Talonic supports three schema formats for defining extraction targets. Choose inline JSON for quick experiments, schema_id for production, or auto-detect to let the platform infer fields.

Inline JSON schema

Pass a JSON object mapping field names to types directly in the schema parameter of the extract endpoint. This is the fastest way to start extracting data. Supported types are string, number, date, boolean, and array.

curl -X POST https://api.talonic.com/v1/extract \
  -H "Authorization: Bearer tlnc_sk_live_7f3a...x9k2" \
  -F "file=@invoice.pdf" \
  -F 'schema={"vendor_name":"string","invoice_number":"string","total_amount":"number","due_date":"date"}'

Schema ID reference

For production workloads, create a reusable schema via the schemas API and reference it by ID. This enables schema versioning, Field Registry enrichment, and consistent extraction across documents. The Schema Graph links fields to the Field Registry for canonical naming.

curl -X POST https://api.talonic.com/v1/extract \
  -H "Authorization: Bearer tlnc_sk_live_7f3a...x9k2" \
  -F "file=@invoice.pdf" \
  -F "schema_id=sch_abc123"

Auto-detect mode

Omit both schema and schema_id to let Talonic automatically discover fields. The four-phase pipeline uses the 529-type ontology to classify the document and infer relevant fields. Auto-detect is ideal for exploratory analysis where you do not know the document structure in advance.

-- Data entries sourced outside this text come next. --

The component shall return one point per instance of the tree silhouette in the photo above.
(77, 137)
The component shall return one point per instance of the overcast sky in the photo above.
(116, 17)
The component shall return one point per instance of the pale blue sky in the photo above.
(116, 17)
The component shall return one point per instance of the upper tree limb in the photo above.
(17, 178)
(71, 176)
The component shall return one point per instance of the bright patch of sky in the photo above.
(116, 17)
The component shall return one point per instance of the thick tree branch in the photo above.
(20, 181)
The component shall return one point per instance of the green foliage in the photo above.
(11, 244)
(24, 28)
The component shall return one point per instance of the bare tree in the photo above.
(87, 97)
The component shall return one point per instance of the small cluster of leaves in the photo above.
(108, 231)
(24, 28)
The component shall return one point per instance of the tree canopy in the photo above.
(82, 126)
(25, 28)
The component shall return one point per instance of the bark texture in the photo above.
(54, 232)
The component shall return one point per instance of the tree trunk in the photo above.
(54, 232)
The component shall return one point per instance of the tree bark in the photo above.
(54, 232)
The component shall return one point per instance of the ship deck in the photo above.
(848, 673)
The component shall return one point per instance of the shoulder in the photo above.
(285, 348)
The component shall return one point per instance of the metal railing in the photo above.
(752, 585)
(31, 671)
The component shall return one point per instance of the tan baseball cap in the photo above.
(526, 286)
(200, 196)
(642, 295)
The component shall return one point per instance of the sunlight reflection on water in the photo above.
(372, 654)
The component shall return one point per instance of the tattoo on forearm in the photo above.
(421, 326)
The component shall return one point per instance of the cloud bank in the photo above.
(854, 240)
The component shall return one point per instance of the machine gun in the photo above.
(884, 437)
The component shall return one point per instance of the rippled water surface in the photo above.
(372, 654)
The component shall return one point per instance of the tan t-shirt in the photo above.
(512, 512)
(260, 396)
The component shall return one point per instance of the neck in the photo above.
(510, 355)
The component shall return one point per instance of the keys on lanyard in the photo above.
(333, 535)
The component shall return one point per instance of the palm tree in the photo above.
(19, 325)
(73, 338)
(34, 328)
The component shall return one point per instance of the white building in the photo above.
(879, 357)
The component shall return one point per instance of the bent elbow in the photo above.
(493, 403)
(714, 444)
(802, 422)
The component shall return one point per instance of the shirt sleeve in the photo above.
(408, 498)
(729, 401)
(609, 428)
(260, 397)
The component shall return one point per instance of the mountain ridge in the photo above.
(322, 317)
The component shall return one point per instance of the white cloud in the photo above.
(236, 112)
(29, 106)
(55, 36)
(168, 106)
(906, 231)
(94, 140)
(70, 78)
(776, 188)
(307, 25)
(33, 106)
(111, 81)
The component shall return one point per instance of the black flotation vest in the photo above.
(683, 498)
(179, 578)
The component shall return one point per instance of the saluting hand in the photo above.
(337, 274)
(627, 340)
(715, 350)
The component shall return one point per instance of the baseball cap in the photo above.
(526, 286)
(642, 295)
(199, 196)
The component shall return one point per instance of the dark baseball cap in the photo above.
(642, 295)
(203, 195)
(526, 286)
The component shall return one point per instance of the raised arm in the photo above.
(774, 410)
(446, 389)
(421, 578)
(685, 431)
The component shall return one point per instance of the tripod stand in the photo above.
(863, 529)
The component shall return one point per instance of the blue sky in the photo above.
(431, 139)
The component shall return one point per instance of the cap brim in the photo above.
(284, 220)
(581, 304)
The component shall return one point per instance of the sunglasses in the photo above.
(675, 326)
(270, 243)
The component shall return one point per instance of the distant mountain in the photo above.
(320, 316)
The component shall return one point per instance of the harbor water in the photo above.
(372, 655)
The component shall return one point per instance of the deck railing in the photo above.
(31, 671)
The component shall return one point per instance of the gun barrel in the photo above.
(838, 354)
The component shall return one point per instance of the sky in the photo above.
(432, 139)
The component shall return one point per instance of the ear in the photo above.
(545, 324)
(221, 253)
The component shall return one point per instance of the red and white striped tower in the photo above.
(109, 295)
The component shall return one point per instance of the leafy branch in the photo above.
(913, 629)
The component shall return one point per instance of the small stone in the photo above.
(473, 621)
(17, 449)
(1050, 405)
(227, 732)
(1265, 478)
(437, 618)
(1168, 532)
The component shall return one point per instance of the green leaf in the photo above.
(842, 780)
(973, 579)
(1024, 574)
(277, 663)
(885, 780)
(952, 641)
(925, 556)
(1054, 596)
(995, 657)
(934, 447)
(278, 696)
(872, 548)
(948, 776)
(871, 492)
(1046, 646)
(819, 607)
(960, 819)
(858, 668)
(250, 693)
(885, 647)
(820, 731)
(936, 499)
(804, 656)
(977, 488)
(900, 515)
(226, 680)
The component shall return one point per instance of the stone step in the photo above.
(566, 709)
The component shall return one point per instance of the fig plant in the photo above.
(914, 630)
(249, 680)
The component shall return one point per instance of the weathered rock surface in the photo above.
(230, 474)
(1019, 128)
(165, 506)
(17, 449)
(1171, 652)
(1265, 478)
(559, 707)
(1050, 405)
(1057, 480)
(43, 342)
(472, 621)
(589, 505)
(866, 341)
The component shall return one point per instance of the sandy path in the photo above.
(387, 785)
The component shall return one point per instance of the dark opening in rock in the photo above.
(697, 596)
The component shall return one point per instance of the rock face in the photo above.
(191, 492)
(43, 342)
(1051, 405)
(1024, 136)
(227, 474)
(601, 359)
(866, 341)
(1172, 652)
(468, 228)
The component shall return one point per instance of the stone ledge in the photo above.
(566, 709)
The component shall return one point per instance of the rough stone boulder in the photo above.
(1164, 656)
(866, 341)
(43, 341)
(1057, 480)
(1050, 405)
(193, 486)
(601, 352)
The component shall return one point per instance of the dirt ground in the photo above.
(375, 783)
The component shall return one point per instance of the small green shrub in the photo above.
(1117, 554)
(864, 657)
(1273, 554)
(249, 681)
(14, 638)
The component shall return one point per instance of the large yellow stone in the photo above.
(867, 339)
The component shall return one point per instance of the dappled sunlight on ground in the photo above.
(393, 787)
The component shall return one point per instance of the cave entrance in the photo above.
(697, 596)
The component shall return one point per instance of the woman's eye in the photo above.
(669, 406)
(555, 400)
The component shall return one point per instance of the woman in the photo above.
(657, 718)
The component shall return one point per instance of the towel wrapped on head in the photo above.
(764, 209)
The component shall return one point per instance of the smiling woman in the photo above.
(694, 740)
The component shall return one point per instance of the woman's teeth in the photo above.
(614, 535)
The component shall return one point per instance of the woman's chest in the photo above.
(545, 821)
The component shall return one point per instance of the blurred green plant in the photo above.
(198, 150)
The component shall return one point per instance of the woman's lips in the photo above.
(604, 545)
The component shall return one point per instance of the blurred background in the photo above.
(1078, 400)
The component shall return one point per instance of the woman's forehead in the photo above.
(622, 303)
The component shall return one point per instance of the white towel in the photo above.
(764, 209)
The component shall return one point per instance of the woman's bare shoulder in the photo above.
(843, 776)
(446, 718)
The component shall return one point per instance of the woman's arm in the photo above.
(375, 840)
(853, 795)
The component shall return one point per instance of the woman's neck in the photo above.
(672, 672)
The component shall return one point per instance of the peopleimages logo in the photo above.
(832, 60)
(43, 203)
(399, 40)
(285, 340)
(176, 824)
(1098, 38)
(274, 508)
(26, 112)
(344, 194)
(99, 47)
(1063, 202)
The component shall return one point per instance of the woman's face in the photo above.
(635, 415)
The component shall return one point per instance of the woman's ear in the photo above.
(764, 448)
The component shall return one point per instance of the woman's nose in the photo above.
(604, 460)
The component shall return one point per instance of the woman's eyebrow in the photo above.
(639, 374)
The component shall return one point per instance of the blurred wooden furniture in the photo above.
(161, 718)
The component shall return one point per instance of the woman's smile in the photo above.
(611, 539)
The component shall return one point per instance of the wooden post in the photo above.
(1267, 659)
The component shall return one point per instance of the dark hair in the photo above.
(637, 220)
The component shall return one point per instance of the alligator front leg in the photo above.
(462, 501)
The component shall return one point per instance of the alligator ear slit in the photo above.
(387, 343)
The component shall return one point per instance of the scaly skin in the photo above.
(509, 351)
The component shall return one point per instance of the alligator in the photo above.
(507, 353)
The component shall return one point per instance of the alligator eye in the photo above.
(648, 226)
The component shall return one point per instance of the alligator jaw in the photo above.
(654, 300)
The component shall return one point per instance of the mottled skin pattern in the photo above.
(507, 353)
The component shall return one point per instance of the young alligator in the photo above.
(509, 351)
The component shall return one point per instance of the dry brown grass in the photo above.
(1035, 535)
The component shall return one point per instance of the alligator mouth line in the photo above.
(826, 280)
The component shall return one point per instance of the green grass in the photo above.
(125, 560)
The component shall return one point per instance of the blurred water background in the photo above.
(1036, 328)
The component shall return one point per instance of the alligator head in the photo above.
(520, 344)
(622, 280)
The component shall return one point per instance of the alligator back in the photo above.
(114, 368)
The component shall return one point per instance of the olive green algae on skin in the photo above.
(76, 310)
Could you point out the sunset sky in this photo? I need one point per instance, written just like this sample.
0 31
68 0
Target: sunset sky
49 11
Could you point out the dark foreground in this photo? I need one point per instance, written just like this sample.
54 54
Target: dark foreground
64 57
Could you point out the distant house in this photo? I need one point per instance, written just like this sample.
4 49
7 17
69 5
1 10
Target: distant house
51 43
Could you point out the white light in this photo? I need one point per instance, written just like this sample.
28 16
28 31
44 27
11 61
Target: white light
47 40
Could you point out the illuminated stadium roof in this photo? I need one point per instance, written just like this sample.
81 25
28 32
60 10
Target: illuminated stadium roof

curl -X POST https://api.talonic.com/v1/extract \
  -H "Authorization: Bearer tlnc_sk_live_7f3a...x9k2" \
  -F "file=@unknown-document.pdf"

Choosing a format

Use inline JSON for prototyping and one-off extractions. Use schema_id for production pipelines where you need versioning and per-cell provenance tied to a stable schema. Use auto-detect when the document type is unknown. All three formats produce the same output structure — see extraction data for the response format.